A geração de Pixinguinha, Candinho e Bonfiglio de Oliveira deu forma ao Choro, fazendo com que esse termo significasse também um gênero de música. E o mais interessante é que, mesmo depois de um estilista genial como Pixinguinha, o Choro não parou de experimentar”.

“Radamés Gnattali e Garoto – sustenta o autor – trouxeram informações do jazz e do clássico. Severino Araújo traduziu a ‘big band’, enquanto K-Ximbinho e Paulo Moura aprofundaram o namoro entre o Choro e o Jazz. A musicalidade chorística – segue – espalhou-se, levada pelas ondas do rádio e por meio de grandes solistas, dos quais realçamos Zé Menezes e Altamiro Carrilho.

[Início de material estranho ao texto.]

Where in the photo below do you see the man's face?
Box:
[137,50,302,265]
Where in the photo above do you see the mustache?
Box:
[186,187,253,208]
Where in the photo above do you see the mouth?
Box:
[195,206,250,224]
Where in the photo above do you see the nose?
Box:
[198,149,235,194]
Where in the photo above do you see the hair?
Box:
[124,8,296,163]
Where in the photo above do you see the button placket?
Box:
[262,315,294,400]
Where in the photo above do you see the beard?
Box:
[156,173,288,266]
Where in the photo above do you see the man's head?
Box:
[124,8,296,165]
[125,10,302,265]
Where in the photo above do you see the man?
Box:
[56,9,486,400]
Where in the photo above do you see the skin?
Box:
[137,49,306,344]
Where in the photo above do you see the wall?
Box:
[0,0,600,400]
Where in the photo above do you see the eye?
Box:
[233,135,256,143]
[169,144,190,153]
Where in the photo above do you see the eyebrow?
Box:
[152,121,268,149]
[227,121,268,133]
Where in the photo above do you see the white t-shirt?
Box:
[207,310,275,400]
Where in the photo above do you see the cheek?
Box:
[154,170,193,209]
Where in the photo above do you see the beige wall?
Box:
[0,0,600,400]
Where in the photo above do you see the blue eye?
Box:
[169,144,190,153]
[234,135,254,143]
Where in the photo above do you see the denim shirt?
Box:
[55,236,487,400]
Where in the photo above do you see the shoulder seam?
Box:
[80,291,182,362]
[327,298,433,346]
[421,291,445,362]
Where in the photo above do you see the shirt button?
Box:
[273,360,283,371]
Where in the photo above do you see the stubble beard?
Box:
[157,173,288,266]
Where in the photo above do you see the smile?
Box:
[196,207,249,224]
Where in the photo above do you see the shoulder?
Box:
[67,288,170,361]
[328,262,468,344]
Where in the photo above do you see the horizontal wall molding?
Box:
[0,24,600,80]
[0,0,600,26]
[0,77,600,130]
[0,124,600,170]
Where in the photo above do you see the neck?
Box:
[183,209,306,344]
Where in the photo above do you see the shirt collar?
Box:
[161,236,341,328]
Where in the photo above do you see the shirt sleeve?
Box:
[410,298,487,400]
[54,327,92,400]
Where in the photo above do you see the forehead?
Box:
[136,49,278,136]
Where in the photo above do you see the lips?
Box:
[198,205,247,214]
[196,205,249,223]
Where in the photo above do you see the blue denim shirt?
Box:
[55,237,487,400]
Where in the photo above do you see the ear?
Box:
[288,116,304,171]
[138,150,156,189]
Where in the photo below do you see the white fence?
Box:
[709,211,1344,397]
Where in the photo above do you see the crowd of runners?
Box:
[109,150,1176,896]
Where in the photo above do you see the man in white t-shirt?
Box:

“Roda de Choro” – ‘Chorinho para Você’, de Severino Araújo, Sesc-Paulista – 2010 – Entre os seis componentes destaques para Luizinho 7 Cordas e Milton Mori, no cavaquinho:

Nos momentos mais difíceis, após a morte de lideranças como Jacob do Bandolim (1969) e de Pixinguinha (1973), o Choro encontrou meios de reagir, atraindo novas gerações. “A minha – explica Cazes – que entrou na roda em meados da década de 1970, investiu na codificação e na transmissão organizada do conhecimento relativo ao assunto e o Choro foi à escola”.

Importante ressaltar que cada vez mais jovens começam a tocar Choro no Brasil, além de exemplos de bons intérpretes estrangeiros, como o bandolinista japonês Oh Akioka e a clarinetista israelense Anat Cohen.

Aprendemos que – “na primeira década do século XXI, pudemos observar o brilho de uma nova geração, capitaneada por Hamilton de Holanda e Yamandu Costa, virtuoses que procuram equilibrar tradição e experimentação”.

“Fazendo um balanço global – continua – ouvindo o repertório de uma roda de Choro de hoje em dia, chego à conclusão de que nos desenvolvemos em um modelo acumulativo.

Cada nova proposta que chega não descarta, necessariamente, alguma prática do passado. Por vezes, a grande novidade que um solista apresenta é o balanço de uma polca ‘amolecida’ do século XIX”.